All Saints Episcopal Church in Chicago

Radical Incarnation

M. Jeanne Wirpsa

August 16, 2015
Ephesians 6:10-20
John 6:56-69

True confessions. I’ve haven’t been at All Saints much lately. In the late spring and summer months, my garden and the bike paths become my sanctuary on Sunday mornings. Stooping low to pull weeds, dripping sweat while mowing or digging holes to plant bushes, and savoring the sweet aroma of basil, thyme and arugula as I harvest the fruit of my labor—this is how I worship God. Pedaling hard and fast until my thighs burn, feeling the cool breeze caress my arms, reveling in the majestic calm of Lake Michigan, filling my ears with the breath of runners—this is how I worship God.
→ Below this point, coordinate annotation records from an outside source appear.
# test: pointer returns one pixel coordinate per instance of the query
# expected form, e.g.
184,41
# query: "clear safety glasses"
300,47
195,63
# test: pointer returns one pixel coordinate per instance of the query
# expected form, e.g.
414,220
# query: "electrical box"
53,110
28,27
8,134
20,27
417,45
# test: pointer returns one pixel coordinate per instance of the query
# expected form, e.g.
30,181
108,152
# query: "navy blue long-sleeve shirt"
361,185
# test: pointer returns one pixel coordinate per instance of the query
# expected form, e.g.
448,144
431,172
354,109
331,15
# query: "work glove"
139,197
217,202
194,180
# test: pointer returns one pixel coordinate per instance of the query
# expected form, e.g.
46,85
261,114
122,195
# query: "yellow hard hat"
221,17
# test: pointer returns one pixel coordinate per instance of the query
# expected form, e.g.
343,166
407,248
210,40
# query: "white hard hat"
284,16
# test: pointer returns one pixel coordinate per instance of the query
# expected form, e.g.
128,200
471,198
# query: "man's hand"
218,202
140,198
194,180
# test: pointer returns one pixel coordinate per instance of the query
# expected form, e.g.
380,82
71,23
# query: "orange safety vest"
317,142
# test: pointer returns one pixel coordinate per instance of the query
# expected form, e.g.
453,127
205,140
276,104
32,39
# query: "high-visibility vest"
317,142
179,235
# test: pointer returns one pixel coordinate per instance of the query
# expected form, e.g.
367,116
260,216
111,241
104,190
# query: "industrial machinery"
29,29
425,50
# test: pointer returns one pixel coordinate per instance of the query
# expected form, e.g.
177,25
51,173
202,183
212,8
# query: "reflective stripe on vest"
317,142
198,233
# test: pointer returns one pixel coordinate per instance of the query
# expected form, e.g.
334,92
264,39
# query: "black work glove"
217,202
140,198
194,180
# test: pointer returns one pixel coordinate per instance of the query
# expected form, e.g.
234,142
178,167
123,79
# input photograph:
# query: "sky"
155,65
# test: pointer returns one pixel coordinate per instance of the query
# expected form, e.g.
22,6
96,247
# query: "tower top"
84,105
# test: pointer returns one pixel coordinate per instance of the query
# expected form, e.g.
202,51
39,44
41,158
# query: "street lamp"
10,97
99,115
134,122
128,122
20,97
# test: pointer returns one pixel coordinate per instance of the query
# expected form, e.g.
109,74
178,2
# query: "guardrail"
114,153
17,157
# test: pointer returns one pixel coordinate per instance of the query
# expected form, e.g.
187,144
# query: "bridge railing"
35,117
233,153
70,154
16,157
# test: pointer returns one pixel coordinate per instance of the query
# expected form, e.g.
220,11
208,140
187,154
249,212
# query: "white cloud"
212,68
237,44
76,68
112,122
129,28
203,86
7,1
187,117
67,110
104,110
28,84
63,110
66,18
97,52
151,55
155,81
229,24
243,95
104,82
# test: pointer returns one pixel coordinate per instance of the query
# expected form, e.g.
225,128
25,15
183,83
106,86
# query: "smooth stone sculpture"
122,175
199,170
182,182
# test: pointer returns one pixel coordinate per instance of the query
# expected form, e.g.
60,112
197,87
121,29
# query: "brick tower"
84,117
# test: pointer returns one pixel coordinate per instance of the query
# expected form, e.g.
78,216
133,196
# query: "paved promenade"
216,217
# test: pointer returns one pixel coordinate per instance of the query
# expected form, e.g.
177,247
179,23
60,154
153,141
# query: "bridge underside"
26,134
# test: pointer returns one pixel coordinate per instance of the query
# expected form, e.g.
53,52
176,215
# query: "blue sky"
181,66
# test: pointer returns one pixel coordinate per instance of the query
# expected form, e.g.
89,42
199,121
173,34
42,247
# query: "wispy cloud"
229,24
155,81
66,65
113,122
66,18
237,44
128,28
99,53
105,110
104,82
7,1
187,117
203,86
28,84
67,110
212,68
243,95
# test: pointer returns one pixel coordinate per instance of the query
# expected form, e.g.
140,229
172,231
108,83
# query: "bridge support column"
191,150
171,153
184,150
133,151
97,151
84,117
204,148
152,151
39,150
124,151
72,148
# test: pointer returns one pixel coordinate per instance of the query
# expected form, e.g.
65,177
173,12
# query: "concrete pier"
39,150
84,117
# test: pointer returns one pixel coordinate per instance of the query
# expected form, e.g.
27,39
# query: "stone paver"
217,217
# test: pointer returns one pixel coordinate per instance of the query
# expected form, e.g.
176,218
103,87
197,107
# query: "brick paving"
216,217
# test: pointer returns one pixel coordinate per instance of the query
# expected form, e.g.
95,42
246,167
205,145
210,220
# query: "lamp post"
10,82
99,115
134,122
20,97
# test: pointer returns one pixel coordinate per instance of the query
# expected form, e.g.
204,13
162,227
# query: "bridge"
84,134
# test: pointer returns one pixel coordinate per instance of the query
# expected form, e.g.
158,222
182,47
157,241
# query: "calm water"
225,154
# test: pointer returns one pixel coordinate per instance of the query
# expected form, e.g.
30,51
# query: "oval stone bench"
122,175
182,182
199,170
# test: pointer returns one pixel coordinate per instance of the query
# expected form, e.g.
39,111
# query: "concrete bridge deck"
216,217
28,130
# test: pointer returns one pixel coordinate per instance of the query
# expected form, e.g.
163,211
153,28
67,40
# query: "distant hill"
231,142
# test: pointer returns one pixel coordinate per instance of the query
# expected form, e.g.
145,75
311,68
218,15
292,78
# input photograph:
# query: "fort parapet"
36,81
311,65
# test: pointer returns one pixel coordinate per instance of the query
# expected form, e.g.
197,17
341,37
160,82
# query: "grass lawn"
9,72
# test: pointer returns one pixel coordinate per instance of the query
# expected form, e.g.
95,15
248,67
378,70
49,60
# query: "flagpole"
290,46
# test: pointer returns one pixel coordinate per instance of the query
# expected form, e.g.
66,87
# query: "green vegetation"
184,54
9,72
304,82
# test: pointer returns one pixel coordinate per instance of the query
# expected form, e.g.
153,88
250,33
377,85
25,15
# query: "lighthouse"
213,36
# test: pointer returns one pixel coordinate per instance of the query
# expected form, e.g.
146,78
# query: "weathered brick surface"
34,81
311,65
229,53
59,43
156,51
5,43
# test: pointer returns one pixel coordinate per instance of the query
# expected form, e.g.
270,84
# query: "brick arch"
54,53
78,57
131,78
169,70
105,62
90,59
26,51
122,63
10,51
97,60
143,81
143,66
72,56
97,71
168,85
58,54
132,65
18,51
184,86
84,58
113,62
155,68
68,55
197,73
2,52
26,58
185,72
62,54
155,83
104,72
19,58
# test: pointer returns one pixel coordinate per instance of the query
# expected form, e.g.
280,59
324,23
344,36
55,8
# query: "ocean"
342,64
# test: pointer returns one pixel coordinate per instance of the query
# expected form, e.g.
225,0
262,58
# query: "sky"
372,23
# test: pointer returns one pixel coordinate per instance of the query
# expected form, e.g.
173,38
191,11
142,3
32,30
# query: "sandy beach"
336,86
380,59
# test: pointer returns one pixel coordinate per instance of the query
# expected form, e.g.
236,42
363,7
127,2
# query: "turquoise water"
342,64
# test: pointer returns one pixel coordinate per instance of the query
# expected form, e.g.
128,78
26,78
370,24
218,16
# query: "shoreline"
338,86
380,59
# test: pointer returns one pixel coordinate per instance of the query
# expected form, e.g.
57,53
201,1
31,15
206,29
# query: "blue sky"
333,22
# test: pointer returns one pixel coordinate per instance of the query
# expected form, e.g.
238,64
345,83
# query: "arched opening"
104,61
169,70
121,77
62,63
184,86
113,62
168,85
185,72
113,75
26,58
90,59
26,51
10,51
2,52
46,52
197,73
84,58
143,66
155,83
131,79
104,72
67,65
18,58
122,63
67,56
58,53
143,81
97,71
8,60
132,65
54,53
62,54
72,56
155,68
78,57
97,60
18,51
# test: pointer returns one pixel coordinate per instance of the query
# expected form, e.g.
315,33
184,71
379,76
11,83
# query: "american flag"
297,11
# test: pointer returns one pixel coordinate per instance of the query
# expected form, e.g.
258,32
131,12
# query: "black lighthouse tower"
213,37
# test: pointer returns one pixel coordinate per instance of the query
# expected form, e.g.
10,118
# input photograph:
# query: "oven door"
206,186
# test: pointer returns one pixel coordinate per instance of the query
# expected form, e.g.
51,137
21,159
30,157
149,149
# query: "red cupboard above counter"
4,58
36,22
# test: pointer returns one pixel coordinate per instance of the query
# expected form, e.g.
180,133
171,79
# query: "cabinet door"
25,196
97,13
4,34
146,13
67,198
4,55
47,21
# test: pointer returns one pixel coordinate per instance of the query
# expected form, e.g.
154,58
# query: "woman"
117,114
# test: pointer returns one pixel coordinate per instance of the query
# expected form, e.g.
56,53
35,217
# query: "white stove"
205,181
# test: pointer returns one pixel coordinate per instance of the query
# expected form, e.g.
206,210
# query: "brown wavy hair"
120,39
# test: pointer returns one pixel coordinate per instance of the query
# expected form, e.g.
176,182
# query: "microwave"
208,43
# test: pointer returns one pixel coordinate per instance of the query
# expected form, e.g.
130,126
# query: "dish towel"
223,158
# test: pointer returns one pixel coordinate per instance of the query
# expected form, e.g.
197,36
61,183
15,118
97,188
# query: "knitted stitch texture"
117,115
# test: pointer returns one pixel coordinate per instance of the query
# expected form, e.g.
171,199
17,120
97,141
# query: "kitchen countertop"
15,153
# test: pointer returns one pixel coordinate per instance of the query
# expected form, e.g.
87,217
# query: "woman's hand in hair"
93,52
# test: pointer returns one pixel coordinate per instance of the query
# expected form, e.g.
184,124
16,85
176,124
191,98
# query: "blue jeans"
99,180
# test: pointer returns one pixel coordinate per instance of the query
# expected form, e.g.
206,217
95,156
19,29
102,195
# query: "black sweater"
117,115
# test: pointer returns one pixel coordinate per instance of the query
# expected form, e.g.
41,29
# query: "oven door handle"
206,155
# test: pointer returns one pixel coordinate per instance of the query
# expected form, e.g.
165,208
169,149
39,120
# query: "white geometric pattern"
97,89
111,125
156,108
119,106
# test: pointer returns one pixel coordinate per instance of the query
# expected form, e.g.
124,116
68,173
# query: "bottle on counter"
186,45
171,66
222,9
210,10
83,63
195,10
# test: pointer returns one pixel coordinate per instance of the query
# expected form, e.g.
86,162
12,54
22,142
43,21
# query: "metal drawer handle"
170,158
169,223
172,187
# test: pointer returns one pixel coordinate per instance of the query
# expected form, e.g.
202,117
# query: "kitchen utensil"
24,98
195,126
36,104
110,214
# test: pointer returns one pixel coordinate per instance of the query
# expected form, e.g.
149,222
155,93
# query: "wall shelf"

It is not merely being in nature that connects me so deeply with the holy. It is something more. It is something about the fleshiness, the embodiment, the engagement of all my senses that allows me to taste and see the holy so fully. It is the same experience I had as a martial artist, sinking into the earth in a low stance, breathing deep into my tanden and exhaling power with a loud shout, KIAI. It is the same experience I had when nursing my children, smelling their baby-ness, gazing upon their angelic, relaxed faces, feeling their warm flesh mashed up against mine almost dissolving the skin that created a boundary between us.

At first glance, both the writer of Ephesians and the Gospel of John seem to dismiss the importance of the flesh, of embodiment to our spiritual life. From Ephesians, “for our struggle is not against enemies of blood and flesh, but against the rulers, against the authorities, against the cosmic powers of this present darkness, against the spiritual forces of evil in heavenly seats.” And from John, “It is the spirit that gives life; the flesh is useless.” Useless! Hmm. Pretty strong words. Such passages—influenced by Greek and Gnostic world views—became the foundation for the other-worldly, body-negating, spiritualized Christianity promoted at various stages of history and still embraced by some churches today.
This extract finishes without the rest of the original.